Tras la ira llega la negociación, una etapa especialmente incómoda. Es el momento en el que los adultos empiezan a buscar explicaciones alternativas para aliviar la culpa o desplazarla hacia factores externos. Ellos lo achacan a que son niños y están experimentando, pero por debajo asoman otras causas como la educación sexual, pornografía, presión del grupo, cultura digital, «malas influencias». La serie muestra con claridad ese impulso tan humano de intentar encajar lo sucedido en un marco que nos ofrezca una apariencia de control. Lo cierto es que la presión social está detrás de muchas de las cosas que pasan. En especial de las malas decisiones. El presunto cabecilla de la agresión en realidad trataba de mostrar lo macho que era para esconder en el fondo del armario sus tendencias homosexuales. La persona que propicia que los hechos salgan a la luz no lo hacía por notoriedad o por conseguir likes en redes sociales. En el fondo, buscaba que se denunciaran unos hechos que ella misma no había sido capaz de denunciar cuando le ocurrieron a ella. Y sobre todo, la facilidad con que estos jóvenes acceden al porno sin que sus padres ni siquiera se lo huelan. A algunos ni siquiera les van las imágenes convencionales, sino que buscan un tipo especial de depravación, como escenas explícitas con personas amputadas. Hay como una especie de competición por ver quién conoce la página con los vídeos más fuertes.
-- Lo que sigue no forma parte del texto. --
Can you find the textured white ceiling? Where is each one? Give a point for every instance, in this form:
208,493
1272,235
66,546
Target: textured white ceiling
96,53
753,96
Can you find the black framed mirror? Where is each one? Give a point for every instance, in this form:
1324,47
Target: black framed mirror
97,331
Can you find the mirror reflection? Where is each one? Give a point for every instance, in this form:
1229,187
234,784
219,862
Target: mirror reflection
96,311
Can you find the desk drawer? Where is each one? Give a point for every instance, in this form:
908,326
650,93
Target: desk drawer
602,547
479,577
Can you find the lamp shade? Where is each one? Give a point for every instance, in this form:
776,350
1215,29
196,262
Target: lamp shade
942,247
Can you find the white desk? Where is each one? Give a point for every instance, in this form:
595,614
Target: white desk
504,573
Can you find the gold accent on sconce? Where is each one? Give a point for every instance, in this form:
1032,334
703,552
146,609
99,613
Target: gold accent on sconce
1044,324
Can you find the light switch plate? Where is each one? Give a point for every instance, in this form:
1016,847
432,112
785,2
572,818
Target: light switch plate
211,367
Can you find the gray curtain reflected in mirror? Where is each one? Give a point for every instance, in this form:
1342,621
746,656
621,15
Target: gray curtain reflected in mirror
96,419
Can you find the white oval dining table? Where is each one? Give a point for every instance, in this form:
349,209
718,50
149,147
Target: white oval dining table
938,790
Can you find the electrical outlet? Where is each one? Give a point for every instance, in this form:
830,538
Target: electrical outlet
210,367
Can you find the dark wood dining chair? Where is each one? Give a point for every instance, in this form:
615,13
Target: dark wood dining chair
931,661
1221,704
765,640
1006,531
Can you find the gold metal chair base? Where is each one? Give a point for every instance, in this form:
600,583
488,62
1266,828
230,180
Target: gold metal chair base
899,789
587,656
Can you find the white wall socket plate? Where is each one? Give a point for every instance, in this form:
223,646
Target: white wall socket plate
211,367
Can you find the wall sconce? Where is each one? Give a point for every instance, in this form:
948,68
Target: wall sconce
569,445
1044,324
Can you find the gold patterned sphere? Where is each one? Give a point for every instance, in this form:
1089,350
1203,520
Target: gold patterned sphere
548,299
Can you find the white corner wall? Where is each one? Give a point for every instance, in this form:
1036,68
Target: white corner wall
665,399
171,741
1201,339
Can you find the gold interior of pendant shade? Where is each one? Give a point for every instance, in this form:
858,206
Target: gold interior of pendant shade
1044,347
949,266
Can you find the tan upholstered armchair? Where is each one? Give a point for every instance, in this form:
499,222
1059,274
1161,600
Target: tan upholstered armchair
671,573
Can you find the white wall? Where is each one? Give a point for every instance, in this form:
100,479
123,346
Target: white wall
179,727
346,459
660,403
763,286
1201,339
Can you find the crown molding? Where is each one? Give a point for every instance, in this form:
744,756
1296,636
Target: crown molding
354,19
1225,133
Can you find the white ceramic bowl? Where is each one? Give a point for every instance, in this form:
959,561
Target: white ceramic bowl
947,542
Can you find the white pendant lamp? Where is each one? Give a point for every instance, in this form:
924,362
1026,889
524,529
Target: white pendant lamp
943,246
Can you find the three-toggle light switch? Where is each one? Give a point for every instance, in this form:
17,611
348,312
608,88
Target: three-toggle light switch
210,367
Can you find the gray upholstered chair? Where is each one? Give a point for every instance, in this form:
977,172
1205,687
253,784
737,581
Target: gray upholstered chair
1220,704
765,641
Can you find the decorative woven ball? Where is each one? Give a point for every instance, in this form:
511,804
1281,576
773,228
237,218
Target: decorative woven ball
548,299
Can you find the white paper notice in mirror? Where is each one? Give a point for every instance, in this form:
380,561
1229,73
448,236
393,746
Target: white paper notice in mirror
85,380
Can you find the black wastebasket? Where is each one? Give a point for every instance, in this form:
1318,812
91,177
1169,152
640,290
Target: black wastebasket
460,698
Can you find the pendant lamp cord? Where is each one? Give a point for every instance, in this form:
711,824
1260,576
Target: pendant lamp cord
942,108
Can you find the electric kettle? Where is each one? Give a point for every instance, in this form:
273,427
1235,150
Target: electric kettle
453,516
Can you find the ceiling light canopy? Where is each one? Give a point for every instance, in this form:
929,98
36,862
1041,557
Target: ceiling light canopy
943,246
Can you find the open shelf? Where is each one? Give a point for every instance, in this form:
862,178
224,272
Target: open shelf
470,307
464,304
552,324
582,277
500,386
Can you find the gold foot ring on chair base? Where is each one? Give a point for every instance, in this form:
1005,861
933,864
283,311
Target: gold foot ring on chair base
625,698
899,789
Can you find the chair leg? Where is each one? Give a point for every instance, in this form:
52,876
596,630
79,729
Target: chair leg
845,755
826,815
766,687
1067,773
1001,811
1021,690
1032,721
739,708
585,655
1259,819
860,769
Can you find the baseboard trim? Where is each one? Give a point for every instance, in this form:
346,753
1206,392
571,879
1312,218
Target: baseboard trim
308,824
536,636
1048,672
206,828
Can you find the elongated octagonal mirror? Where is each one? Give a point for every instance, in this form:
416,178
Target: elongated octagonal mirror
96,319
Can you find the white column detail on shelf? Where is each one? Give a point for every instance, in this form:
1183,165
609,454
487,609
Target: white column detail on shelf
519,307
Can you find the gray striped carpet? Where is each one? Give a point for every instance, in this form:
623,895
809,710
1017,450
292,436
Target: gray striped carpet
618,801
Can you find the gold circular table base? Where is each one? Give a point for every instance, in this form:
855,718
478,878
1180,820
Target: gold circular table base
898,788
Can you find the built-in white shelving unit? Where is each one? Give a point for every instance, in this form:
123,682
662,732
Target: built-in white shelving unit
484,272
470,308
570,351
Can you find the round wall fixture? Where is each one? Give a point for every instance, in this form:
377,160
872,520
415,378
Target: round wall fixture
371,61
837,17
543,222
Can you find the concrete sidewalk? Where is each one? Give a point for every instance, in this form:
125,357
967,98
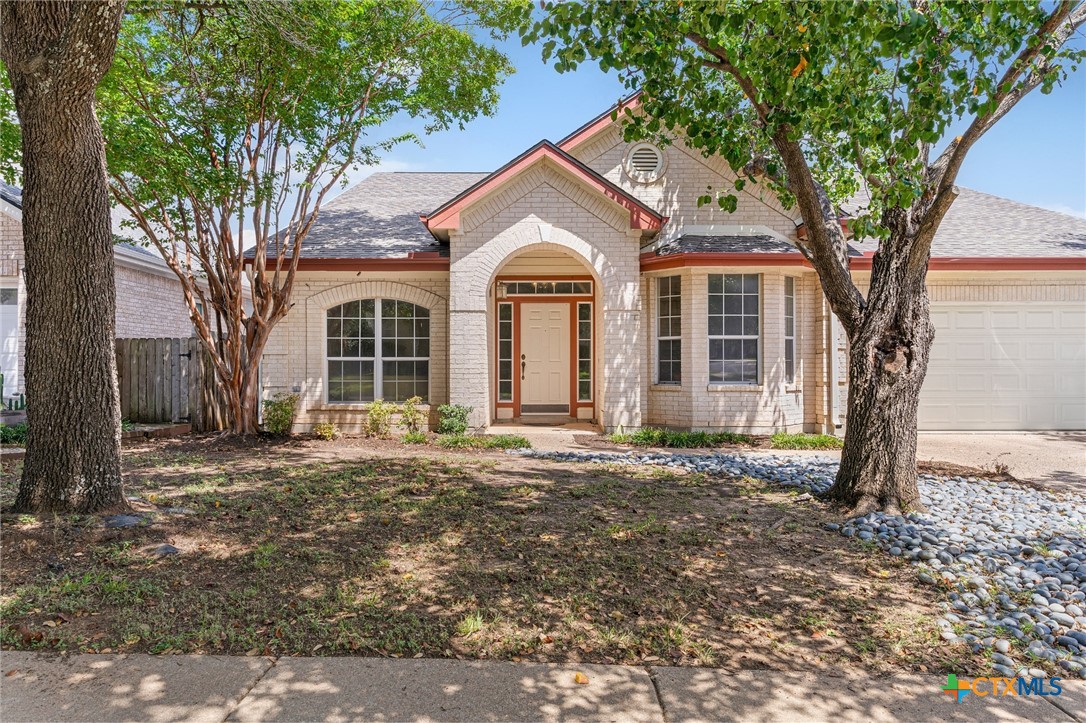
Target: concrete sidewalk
45,687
Después aparece la depresión, quizá la fase más silenciosa pero emocionalmente más devastadora. Es cuando ya no quedan excusas ni relatos que proteger: solo queda el dolor. Es el momento en que los padres empiezan a enfrentarse a las consecuencias reales de lo ocurrido, no solo sociales o legales, sino íntimas. Las rutinas se quiebran, las amistades se fracturan, las familias se aíslan y la vergüenza se convierte en un peso constante que fluye entre miradas que antes eran cómplices.
Y finalmente, como única vía posible para avanzar, aparece la aceptación. Pubertat no la presenta como un perdón absoluto ni como una reconciliación mágica, sino como una toma de conciencia: lo que ha sucedido no se puede deshacer, pero sí se puede mirar de frente. La aceptación funciona aquí como el primer paso hacia una conversación adulta sobre la responsabilidad, la reparación y el futuro. En este punto, la serie introduce una idea clave y polémica: la justicia restaurativa como herramienta para recomponer, en la medida de lo posible, los vínculos rotos. Una propuesta ambiciosa y valiente que abre un debate que va mucho más allá de la trama. En España, la mediación y, por tanto, esta justicia restaurativa no está permitida para los delitos de violencia sexual y de género. La serie evita caer en un mensaje desolador. Hay una puerta para la esperanza y para que la sociedad pueda sanar sus heridas.